DOCUMENT EXTRACTION

Daisy
Google Cloud - Community
5 min readJun 2, 2023

Document extraction or classification are major use cases in any industry, particularly where major part of the operations still takes place using physical documents. The documents are often highly unstructured, handwritten and requires manual effort for extraction or updating of any process information, increasing the effort and operation of an organization. Information extraction can be a manual overhead in such cases. An Optical character recognition engine (OCR) can play a major role in understanding this set of documents and mining valuable and important information. Further, adding a Machine Learning intelligence layer on top of this OCR extracted text can transform this ordinary text into valuable data.

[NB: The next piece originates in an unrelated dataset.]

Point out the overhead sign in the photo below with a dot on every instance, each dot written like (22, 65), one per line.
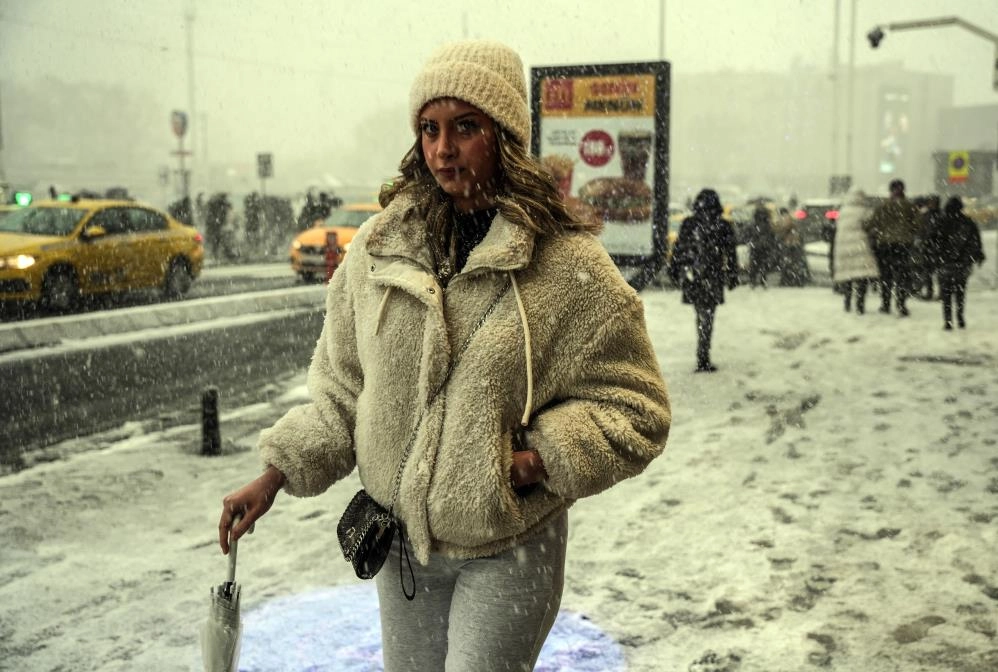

Tesseract is the most primitive model that is being used in solving most OCR related use cases. Though Tesseract is well established in the field of OCR for extraction of textual information from images, it fails in extraction of data from tables and handwritten data. Also, extraction of custom entities becomes a tedious and time-consuming task when the documents have high uniformity in its structural content. Large amount of custom logic development is required for name entity mapping for such documents. This makes data extraction highly complex, increasing the developmental effort and time. With time, more complex models have evolved in this domain. Easy OCR/Keras OCR/paddle OCR are few of the available advanced options in open source that uses deep learning based recognition together with an extraction model for text extraction. A more efficient way of solving such use cases is by using any of the cloud available services. Google’s Document AI, Amazon Textract, Azure Form Recognizer are few of services that can be adapted for document and custom entity extraction which are playing a major role in industry to generate models for processing large volumes of documents.

Few advantages of using Cloud services

i) Sensitive document information cannot be uploaded to be used for online tools for generating ground truth. Cloud services come with built-in annotation service.

ii) Provides HITL service where wrongly extracted information could be retrained by the model to give correct output.

iii) Can be used in both synchronous and asynchronous modes of extraction.

iv) Requires less development time and effort

v) Capable to process high volume data

vi) Capable of processing multilingual documents

vii) Capable of processing table and handwritten information.

viii) Custom use case specific model could be built on top of the provided model

With less amount of training data.

Few use cases

i) Document summarization-Summarizing the textual content of a document.

ii) Document Classification-Classifying document into its subtypes.

iii) Content mining-extracting field from documents.

iv) Complaint routing-routing of complaints to appropriate CRMs based on risk of complaint.

v) KYC verification-extracting data from KYC documents

vi) Document verification and matching — validating form and supporting document information

vii) Signature Validation

HOW TO BUILD AN E2E DOCUMENT EXTRACTION SOLUTION

The general process flow of a document extraction process consists of the below steps

i) Document Ingestion.

ii) Conversion of your file to Image

iii) Individual Page Segmentation- Segment the document into individual pages as extracting the text per page can help in eliminating duplicate entity pairs.

iv) Image orientation detection and correction-detect orientation of input image and perform rotation

v) Text extraction-use any OCR engine to get the text extracted from the document. A text from the document can be extracted as a line, paragraph or a block.

vi) Field entity value mapping- Field entity value could be mapped by developing custom logic or training a name entity recognition model.

vii) Post extraction correction-OCR are generally prone to generate misclassification of text like A as 4 or 5 as S or I as 1 which should be handled in a correction script after the extraction wherever possible

THE Hocr Extraction for complex documents

HOCR is an HTML format OCR file that is mostly used in extracting the meta information from a PDF file. Parsing a HOCR file helps to locate text in a document using reference entities. Custom logic could be developed to extract entities using the bounding box of an entity surrounded text. HOCR file format can be parsed using any HTML parser.

Below is a sample of a hocr file

The HOCR text is represented as an HTML files with distribution of the lines and words in span tags as ocr_line, ocrx_word. Each extracted word of the document is under a separate span tag.

It also gives other useful information as

i) The corresponding confidence of the extracted word is defined as x_wconf.

ii) Geometrical information of the extracted word with coordinates of the bounding box of the extracted text is represented by the bbox tag.

iii) Structural information of the document layout

iv) Detected language of the extracted document

Selecting a region of interest (ROI) is mostly helpful using HOCR. Passing the ROI instead of the whole image has better extraction output.

DOCUMENT ORIENTATION

Imagine the batch of document ingested do not follow uniform orientation or the scanned documents are not properly oriented. In such scenario, appropriate page segmentation and orientation method is to be implemented. All OCR models have orientation and page segmentation method included in the model as support function for detecting orientation angle of the document. Additionally, use an image registration model before text extraction as a pre-process step to handle image rotation.

Some points to remember

· The image converted should be of minimum 300 dpi

· Adjust the width to height ratio of the image.

· Applying high amount of image processing as pre-processing might degrade the quality of extracted text as every OCR model has a built in image pre-processing.

· Always handle orientation and page segmentation of the document.

· Input a particular ROI of the image to the OCR model instead of sending the whole image as an input to the model.

Let’s build your first OCR solution!!! Happy Learning!!

--

--